Before asking what worship in daily life looks like, we should consider what worship actually is. The Bible is full of examples of the worship of God, and not just of humans worshipping God, but also angels, animals, plants, and even mountains and stars. Everything that has been created is capable of worshipping its creator. The broad scope of creation returns a broad scope of worship to God. Creation worships God best when it is being what it was made to be; creation worships God by being what is was made to be. Worship is linked with “created purpose.” As humans, our specific purpose was to wisely rule over creation, to tend the garden and to “fill the earth and subdue it and have dominion … over every living thing that moves on the earth” (Gen 1:28).
We see man beginning to fulfill that role by naming the animals. Man named things that God had created. This wasn’t just a way to tell things apart, but the recognition and indeed thanksgiving that this and that creature had been created with a special value and a special function within the world. Nature worships God by being exactly what He made it to be, glorifying Him in its created splendor. We recognize the value of what God has made and add the word “because” to nature’s worship, declaring that God is worthy not just for his intrinsic holiness, but also for what he has done. We see this image in Revelation 4, where the creatures praise God with their song, and then mankind declares that God is worthy to receive this praise, for He created and sustains all things.

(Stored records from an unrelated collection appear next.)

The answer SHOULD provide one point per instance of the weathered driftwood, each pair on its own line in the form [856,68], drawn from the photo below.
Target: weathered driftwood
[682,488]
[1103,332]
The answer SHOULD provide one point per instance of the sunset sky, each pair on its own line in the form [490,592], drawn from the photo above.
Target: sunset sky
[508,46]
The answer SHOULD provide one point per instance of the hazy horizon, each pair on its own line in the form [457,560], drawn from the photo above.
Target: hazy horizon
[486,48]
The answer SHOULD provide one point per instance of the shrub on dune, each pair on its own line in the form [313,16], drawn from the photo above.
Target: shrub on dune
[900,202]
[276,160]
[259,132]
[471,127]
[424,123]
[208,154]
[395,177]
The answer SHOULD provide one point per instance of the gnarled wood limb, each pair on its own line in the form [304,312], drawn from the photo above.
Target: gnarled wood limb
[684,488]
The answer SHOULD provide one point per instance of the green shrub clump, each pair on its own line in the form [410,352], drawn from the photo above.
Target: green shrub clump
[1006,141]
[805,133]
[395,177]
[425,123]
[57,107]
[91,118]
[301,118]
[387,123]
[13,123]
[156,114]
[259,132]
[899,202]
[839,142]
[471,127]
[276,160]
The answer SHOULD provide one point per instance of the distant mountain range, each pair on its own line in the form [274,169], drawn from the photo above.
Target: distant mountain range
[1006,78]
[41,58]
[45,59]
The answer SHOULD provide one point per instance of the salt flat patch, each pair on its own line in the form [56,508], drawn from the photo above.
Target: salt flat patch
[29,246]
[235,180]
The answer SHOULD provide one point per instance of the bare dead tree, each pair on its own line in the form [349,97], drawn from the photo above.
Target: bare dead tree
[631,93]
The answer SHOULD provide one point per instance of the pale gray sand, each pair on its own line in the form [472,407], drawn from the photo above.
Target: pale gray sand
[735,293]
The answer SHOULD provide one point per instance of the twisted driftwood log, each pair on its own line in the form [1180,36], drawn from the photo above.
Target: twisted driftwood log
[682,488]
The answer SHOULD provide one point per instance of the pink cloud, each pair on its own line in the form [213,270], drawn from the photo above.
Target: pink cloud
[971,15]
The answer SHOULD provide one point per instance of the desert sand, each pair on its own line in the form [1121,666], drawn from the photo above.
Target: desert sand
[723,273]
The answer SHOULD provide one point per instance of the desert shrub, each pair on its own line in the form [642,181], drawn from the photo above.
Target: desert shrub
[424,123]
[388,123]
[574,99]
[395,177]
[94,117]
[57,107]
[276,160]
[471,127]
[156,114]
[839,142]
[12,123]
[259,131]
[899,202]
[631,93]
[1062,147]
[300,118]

Just our awareness of this vocation is a good first step toward beginning to live it. In a sense, it’s natural. We assign value to things every day. We “tend our gardens” if not literally, then metaphorically through organizing our houses, cooking meals, writing songs and poetry. We name our vehicles, our pets, and of course, our children. But we are a fallen race, imperfect and impure. Only through our identity in Jesus Christ, the perfect human, can we glorify God through any of these things. The wonderful weekly gathering for corporate worship can never be replaced by any effort at detached, solo worship. But likewise, having gathered to worship on Sunday, let’s not fail to offer up our every work as a praise and thanksgiving to God for His work of creation. Try being intentional – look for things to praise God for, look for ways to be a “wise steward.” As we grow in our awareness of vocation and our awareness of the worthiness of God, we will live to return thanks and praise to the Creator. Our whole lives will become worship.